A case in point is the shortage of petroleum industry technical talent, which a casual observer might reasonably assume is a brand new crisis. Not quite. Consider the following commentary in a respected industry trade journal:

“Enrollments in engineering colleges have been falling off, largely due to a widely and erroneously held belief that engineers were in oversupply. In the present emergency there is fear of drafting engineers in positions for which their engineering training and experience are not mandatory. Already there is evidence of a critical shortage of engineers and other technically trained personnel in many branches of the industry. It is estimated that in normal peace time 20,000 graduates in engineering are required by industry annually. In each of the last two years 50,000 engineers were graduated from colleges throughout the country and all were absorbed by industry. This large number included engineers whose engineering education was delayed or interrupted by the war. Enrollments of engineering students are now showing a startling decline. Under present draft regulations there is likely to be a further drastic drop in enrollments.
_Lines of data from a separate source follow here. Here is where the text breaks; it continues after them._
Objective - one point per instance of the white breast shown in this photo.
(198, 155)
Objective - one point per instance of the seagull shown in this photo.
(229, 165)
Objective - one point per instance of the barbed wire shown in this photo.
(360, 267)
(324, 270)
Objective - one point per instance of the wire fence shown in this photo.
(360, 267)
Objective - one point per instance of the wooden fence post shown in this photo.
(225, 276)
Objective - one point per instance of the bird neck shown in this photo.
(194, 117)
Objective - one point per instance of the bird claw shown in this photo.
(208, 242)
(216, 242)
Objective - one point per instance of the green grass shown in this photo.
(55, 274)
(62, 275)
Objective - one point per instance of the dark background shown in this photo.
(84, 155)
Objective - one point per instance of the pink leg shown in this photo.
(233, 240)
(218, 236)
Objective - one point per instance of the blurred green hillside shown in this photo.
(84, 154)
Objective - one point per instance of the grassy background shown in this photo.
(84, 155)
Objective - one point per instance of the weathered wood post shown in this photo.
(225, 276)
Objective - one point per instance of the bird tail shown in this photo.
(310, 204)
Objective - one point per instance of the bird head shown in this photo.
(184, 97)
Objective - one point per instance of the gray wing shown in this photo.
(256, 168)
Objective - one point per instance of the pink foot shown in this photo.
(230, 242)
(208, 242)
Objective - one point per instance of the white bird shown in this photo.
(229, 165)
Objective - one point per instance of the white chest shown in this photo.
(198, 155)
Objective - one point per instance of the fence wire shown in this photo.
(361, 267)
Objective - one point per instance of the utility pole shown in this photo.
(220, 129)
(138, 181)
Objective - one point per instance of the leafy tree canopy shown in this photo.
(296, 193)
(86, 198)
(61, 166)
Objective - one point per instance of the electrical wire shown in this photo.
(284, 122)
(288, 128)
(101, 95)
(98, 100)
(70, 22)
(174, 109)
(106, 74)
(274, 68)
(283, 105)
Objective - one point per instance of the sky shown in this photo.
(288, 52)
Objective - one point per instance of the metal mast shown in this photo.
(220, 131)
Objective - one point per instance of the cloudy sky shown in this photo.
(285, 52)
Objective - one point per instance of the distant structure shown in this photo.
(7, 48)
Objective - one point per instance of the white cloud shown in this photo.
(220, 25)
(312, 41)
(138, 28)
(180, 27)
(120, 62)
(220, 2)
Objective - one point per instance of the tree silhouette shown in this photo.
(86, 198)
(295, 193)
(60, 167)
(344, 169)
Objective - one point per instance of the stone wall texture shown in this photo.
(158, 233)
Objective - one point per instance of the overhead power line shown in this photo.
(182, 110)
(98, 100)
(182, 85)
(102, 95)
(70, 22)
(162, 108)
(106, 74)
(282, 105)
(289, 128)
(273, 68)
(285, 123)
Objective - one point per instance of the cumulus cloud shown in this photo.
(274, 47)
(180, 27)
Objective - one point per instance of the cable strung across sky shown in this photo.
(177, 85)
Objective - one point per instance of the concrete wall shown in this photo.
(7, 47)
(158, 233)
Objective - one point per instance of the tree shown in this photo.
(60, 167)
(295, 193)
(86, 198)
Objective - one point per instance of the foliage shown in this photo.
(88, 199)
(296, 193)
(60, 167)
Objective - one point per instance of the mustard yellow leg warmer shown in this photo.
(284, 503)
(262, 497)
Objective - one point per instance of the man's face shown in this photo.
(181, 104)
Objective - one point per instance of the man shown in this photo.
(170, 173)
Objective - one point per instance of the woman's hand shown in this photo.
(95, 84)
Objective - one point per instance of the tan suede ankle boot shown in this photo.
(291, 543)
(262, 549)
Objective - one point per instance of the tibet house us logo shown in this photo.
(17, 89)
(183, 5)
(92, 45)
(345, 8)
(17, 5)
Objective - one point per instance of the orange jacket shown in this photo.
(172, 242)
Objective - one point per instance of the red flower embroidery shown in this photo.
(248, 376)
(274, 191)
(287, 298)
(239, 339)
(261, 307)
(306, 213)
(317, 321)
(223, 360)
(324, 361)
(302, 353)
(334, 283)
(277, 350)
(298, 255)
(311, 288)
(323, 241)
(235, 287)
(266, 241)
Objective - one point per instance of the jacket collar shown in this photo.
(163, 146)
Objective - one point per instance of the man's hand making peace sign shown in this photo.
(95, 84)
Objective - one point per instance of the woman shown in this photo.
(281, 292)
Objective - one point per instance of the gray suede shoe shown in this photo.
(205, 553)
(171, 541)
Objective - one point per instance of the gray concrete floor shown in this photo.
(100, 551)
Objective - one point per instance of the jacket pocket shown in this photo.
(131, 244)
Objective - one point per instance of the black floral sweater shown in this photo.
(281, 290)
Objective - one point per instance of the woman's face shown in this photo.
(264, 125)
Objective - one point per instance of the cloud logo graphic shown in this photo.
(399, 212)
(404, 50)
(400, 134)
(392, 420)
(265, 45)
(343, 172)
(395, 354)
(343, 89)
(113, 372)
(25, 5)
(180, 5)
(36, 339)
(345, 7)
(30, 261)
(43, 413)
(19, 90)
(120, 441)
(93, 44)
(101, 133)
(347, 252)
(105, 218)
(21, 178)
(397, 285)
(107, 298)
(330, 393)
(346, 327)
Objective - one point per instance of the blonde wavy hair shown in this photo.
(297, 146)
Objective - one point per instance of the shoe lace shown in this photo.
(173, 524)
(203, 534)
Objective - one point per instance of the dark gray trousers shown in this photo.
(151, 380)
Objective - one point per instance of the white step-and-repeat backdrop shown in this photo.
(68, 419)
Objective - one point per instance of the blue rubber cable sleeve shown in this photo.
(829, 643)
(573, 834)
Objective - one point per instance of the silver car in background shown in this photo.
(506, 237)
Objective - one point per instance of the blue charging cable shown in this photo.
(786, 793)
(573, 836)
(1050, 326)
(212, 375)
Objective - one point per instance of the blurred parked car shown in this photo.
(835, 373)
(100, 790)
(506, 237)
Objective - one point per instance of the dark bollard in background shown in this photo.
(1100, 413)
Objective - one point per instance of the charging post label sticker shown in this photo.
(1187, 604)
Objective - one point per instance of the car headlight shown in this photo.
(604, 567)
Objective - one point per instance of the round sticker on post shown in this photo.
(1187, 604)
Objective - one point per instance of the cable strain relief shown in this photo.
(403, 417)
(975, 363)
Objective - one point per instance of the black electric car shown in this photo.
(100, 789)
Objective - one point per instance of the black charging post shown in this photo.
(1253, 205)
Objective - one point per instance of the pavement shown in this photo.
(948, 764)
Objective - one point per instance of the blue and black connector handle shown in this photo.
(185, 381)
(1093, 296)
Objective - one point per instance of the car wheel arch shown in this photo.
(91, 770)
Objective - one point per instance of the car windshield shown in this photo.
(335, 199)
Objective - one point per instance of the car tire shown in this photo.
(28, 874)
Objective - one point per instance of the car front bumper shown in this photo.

A minimum of at least 30,000 new graduate engineers annually are needed in industry for the emergency. To obtain this number requires an annual freshman enrollment of 60,000, or more than twice the number of engineering students entering this year. The total enrollment of all students in the colleges of the nation [last year] was 6.6 percent less than [the year before] but engineering enrollments for the same year were 20 percent less.”

The years were disguised to make it harder to guess when this was written, but other clues may get you close. It appeared in the February, 1951 issue of The Petroleum Engineer, which, as some of you may know, is this magazine’s predecessor.

The author obtained the data from a study done by the Manpower Committee of the American Society for Engineering Education (judging by its name, this organization seems remarkably well suited to such an effort). Obviously the trend of declining enrollment did not continue at the same rate, or else engineers would be in extremely short supply by now.
At the time, the US military, with conscription in effect, was a large consumer of engineering manpower. This not the case today, of course, but removing that factor alone would not have reversed the decline. Some thing or things happened to either slow the decline or stabilize the numbers, because we seem to be muddling through, as nearby ads for the latest tech amply attest. Remember, this shrill warning of “…impending scarcity of engineering and technical talent…” was issued 56 years ago.

But whether or not there’s a shortage of engineers is another fish to fry. The point here is some industry problems seem eternal. Browsing old issues of The Petroleum Engineer is an education in their, er, persistence. Young idealists who think problems can be eliminated should learn from older and wiser colleagues who know many problems can only be managed. They never go away.